Scrapery: A fast, lightweight library to scrape HTML, XML, and JSON using XPath, CSS selectors, and intuitive DOM navigation.

These details have not been verified by PyPI

Project description

🕷️ scrapery

Free PyPI Version Python Versions Downloads

A blazing fast, lightweight, and modern parsing library for HTML, XML, and JSON, designed for web scraping and data extraction.
`It supports both XPath and CSS selectors, along with seamless DOM navigation, making parsing and extracting data straightforward and intuitive.

✨ Features

⚡ Blazing Fast Performance – Optimized for high-speed HTML, XML, and JSON parsing
🎯 Dual Selector Support – Use XPath or CSS selectors for flexible extraction
🛡 Comprehensive Error Handling – Detailed exceptions for different error scenarios
🔄 Async Support – Built-in async utilities for high-concurrency scraping
🧩 Robust Parsing – Encoding detection and content normalization for reliable results
🧑‍💻 Function-Based API – Clean and intuitive interface for ease of use
📦 Multi-Format Support – Parse HTML, XML, and JSON in a single library

⚡ Performance Comparison

The following benchmarks were run on sample HTML and JSON data to compare scrapery with other popular Python libraries.

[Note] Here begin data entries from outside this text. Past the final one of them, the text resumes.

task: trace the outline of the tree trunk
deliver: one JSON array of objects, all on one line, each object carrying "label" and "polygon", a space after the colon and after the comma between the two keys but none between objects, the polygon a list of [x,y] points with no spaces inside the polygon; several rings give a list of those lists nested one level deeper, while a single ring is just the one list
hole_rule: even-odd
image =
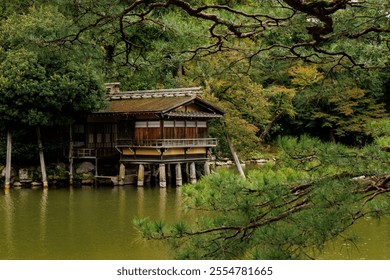
[{"label": "tree trunk", "polygon": [[5,188],[11,187],[11,158],[12,158],[12,134],[7,131],[7,155],[5,164]]},{"label": "tree trunk", "polygon": [[268,136],[269,132],[271,131],[272,127],[275,125],[275,123],[282,117],[283,112],[275,112],[275,114],[272,116],[271,121],[267,124],[267,126],[264,128],[263,132],[261,132],[259,136],[259,141],[263,142],[265,137]]},{"label": "tree trunk", "polygon": [[37,126],[37,140],[38,140],[38,148],[39,148],[39,161],[41,163],[42,183],[44,188],[48,188],[49,184],[47,183],[45,157],[43,155],[43,146],[42,146],[42,139],[41,139],[41,128],[39,126]]},{"label": "tree trunk", "polygon": [[228,133],[226,131],[225,124],[224,124],[224,130],[225,130],[226,141],[228,142],[229,149],[230,149],[230,152],[232,153],[232,156],[233,156],[233,159],[234,159],[234,163],[236,164],[238,173],[240,174],[241,177],[243,177],[245,179],[246,177],[245,177],[244,170],[242,169],[241,162],[238,159],[238,155],[236,153],[236,150],[234,149],[233,143],[232,143],[232,141],[230,141],[229,135],[228,135]]}]

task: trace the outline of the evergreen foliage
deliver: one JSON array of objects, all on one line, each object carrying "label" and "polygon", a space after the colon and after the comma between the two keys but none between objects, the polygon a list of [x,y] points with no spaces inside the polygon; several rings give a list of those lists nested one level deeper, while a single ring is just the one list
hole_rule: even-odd
[{"label": "evergreen foliage", "polygon": [[358,219],[390,214],[390,157],[318,139],[279,139],[274,164],[248,179],[227,171],[184,186],[193,223],[138,220],[144,238],[168,240],[179,259],[307,259]]},{"label": "evergreen foliage", "polygon": [[56,8],[30,8],[0,27],[2,126],[64,125],[103,105],[98,71],[74,45],[58,44],[71,22]]}]

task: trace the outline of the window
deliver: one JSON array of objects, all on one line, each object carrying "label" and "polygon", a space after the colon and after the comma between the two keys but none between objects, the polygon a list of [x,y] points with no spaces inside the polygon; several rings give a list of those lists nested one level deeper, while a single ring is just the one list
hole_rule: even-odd
[{"label": "window", "polygon": [[206,121],[198,121],[198,127],[207,127],[207,122]]},{"label": "window", "polygon": [[164,127],[175,127],[174,121],[164,121]]},{"label": "window", "polygon": [[196,121],[187,121],[187,127],[196,127]]},{"label": "window", "polygon": [[148,122],[147,122],[147,121],[135,122],[135,127],[136,127],[136,128],[145,128],[145,127],[148,127]]},{"label": "window", "polygon": [[160,121],[149,121],[148,122],[148,127],[160,127]]}]

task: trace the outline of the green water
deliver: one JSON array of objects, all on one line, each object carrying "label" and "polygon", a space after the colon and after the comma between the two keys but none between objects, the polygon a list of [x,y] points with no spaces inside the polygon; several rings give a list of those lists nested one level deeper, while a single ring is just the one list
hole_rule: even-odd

Library	HTML Parse Time	JSON Parse Time
scrapery	12 ms	8 ms
Other library	120 ms	N/A

⚠️ Actual performance may vary depending on your environment. These results are meant for illustrative purposes only. No library is endorsed or affiliated with scrapery.

📦 Installation

pip install scrapery

# -------------------------------
# HTML Example
# -------------------------------

import scrapery as scrape

html_content = """
<html>
    <body>
        <h1>Welcome</h1>
        <p>Hello<br>World</p>
        <a href="/about">About Us</a>
        <table>
            <tr><th>Name</th><th>Age</th></tr>
            <tr><td>John</td><td>30</td></tr>
            <tr><td>Jane</td><td>25</td></tr>
        </table>
    </body>
</html>
"""

# Parse HTML content
doc = scrape.parse_html(html_content)

# Extract text
# CSS selector: First <h1>
print(scrape.get_selector_content(doc, selector="h1"))  
# ➜ Welcome

# XPath: First <h1>
print(scrape.get_selector_content(doc, selector="//h1"))  
# ➜ Welcome

# CSS selector: <a href> attribute
print(scrape.get_selector_content(doc, selector="a", attr="href"))  
# ➜ /about

# XPath: <a> element href
print(scrape.get_selector_content(doc, selector="//a", attr="href"))  
# ➜ /about

# CSS: First <td> in table (John)
print(scrape.get_selector_content(doc, selector="td"))  
# ➜ John

# XPath: Second <td> (//td[2] = 30)
print(scrape.get_selector_content(doc, selector="//td[2]"))  
# ➜ 30

# XPath: Jane's age (//tr[3]/td[2])
print(scrape.get_selector_content(doc, selector="//tr[3]/td[2]"))  
# ➜ 25

# No css selector or XPath: full text
print(scrape.get_selector_content(doc))  
# ➜ Welcome HelloWorld About Us Name Age John 30 Jane 25

# Root attribute (lang, if it existed)
print(scrape.get_selector_content(doc, attr="lang"))  
# ➜ None

#-------------------------
# DOM navigation
#-------------------------
# Example 1: parent, children, siblings
p_elem = select_one(doc,"p")
print("Parent tag of <p>:", scrape.parent(p_elem).tag)
print("Children of <p>:", [c.tag for c in scrape.children(p_elem)])
print("Siblings of <p>:", [s.tag for s in scrape.siblings(p_elem)])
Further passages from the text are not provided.